Trajectories of Persons and Practices: Sociohistoric Perspectives of Disciplinary Development. The Case Study of Terri Ulmer

Chapter 2 | Theoretical Perspectives and Methodological Approaches


In qualitative research, those individuals at the heart of the inquiry are commonly referred to as “subjects,” “informants,” or “participants.” While perhaps meant to function as neutral descriptors of the individuals under scrutiny, these terms frequently index the particular roles played in the process of conducting research as well as the relationship between the researched and researcher. The term “participant” suggests a more active role in the research process, and perhaps implies a somewhat closer relationship between researcher and researched than do “subject” or “informant.” And yet, it also frames the person’s identity in terms of the researcher’s project. In addition, it fails to clarify both the nature and degree of the participation, and thus its very ambiguity renders it little more descriptive than either of the previous terms.

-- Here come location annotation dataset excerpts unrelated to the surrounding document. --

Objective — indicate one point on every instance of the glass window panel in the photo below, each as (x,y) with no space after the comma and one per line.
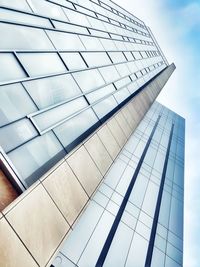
(117,57)
(10,69)
(115,173)
(76,17)
(133,87)
(73,128)
(139,190)
(105,106)
(100,93)
(137,252)
(47,9)
(171,263)
(91,43)
(122,69)
(109,73)
(38,64)
(143,230)
(158,258)
(99,33)
(21,37)
(15,16)
(16,134)
(122,82)
(32,155)
(129,56)
(14,103)
(120,243)
(52,90)
(55,115)
(96,59)
(22,4)
(77,240)
(125,181)
(96,24)
(174,253)
(175,241)
(89,79)
(61,41)
(108,45)
(176,216)
(93,248)
(73,61)
(121,95)
(160,243)
(69,27)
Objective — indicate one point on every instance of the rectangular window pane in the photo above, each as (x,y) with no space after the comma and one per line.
(14,103)
(15,16)
(61,41)
(73,61)
(16,134)
(38,64)
(100,93)
(96,59)
(117,57)
(73,128)
(109,73)
(105,106)
(89,79)
(91,43)
(52,90)
(21,37)
(47,9)
(31,156)
(69,27)
(10,69)
(55,115)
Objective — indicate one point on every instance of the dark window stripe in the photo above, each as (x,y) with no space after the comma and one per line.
(116,222)
(157,210)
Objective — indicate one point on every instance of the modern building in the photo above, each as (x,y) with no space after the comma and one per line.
(91,167)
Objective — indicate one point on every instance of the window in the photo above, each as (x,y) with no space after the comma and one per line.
(21,37)
(73,128)
(117,57)
(96,59)
(57,114)
(109,73)
(30,157)
(105,106)
(37,64)
(10,69)
(52,90)
(16,134)
(61,40)
(15,103)
(73,61)
(100,93)
(89,79)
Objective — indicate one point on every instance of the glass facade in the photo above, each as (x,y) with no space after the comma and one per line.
(66,64)
(76,79)
(135,218)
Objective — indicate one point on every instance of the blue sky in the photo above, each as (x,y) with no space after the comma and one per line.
(176,26)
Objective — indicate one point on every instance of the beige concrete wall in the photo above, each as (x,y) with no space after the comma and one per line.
(33,227)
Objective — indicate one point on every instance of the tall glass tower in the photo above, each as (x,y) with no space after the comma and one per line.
(91,167)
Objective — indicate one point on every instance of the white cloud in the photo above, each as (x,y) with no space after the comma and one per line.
(171,28)
(191,14)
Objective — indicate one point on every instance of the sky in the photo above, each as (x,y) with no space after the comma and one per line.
(176,26)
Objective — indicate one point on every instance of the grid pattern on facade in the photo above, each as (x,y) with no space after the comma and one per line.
(64,66)
(130,244)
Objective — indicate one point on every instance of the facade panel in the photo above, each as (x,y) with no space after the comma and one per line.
(80,180)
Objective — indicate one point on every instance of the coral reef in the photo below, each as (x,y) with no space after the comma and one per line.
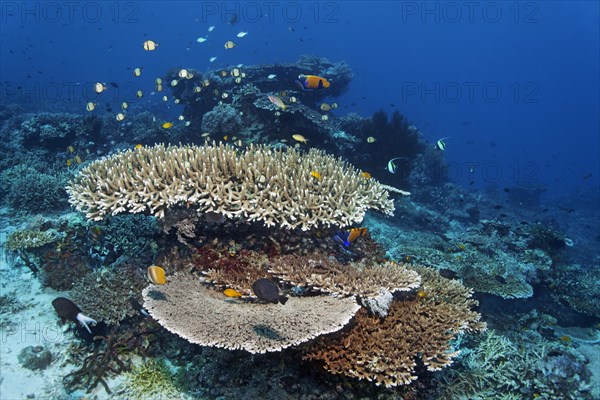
(190,309)
(393,138)
(108,356)
(528,366)
(259,184)
(104,293)
(386,351)
(51,131)
(130,236)
(35,357)
(577,285)
(364,279)
(151,380)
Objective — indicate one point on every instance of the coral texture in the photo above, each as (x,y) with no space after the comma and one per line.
(329,276)
(257,184)
(190,309)
(385,351)
(104,294)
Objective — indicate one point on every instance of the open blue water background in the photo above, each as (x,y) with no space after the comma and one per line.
(514,84)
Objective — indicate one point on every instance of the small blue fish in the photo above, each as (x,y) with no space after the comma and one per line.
(342,238)
(392,167)
(440,144)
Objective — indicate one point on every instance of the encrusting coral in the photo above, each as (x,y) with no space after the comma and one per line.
(386,350)
(189,308)
(256,184)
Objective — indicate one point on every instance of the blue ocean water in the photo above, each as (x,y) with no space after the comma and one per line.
(514,84)
(511,87)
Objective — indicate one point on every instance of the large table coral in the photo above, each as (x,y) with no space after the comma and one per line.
(278,188)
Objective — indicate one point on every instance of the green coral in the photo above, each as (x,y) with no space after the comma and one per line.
(104,294)
(152,380)
(30,191)
(578,286)
(31,238)
(133,235)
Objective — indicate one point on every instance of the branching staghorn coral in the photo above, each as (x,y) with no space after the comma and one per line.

We borrow the term “co-researcher” from Ivanič’s (1998) study of the ways students work to construct identities as academic writers by drawing from the full range of their discoursal repertoires. Ivanič’s key research method, which consisted of asking the students in her study to work sentence by sentence through the essays they had crafted for their university courses and then listening to the stories they told about where they had encountered the various discoursal resources they were weaving together in their academic writing, demanded that her students assume an incredibly active role in the research. Since the students’ recollections frequently turned toward intensely personal issues, this method also demanded a close relationship between the students and Ivanič. The notion of “co-researcher” also serves to soften any rigid distinction between those involved in the research. It is both the active engagement of those involved in the research and the nature of the relationship between those involved that drew us to the term “co-researcher” as Ivanič (1998) employed it, and we find it an apt description of both the roles the people at the center of these case studies have played in the research and the relationships that have been, and in many cases continue to be, formed over the course of this work.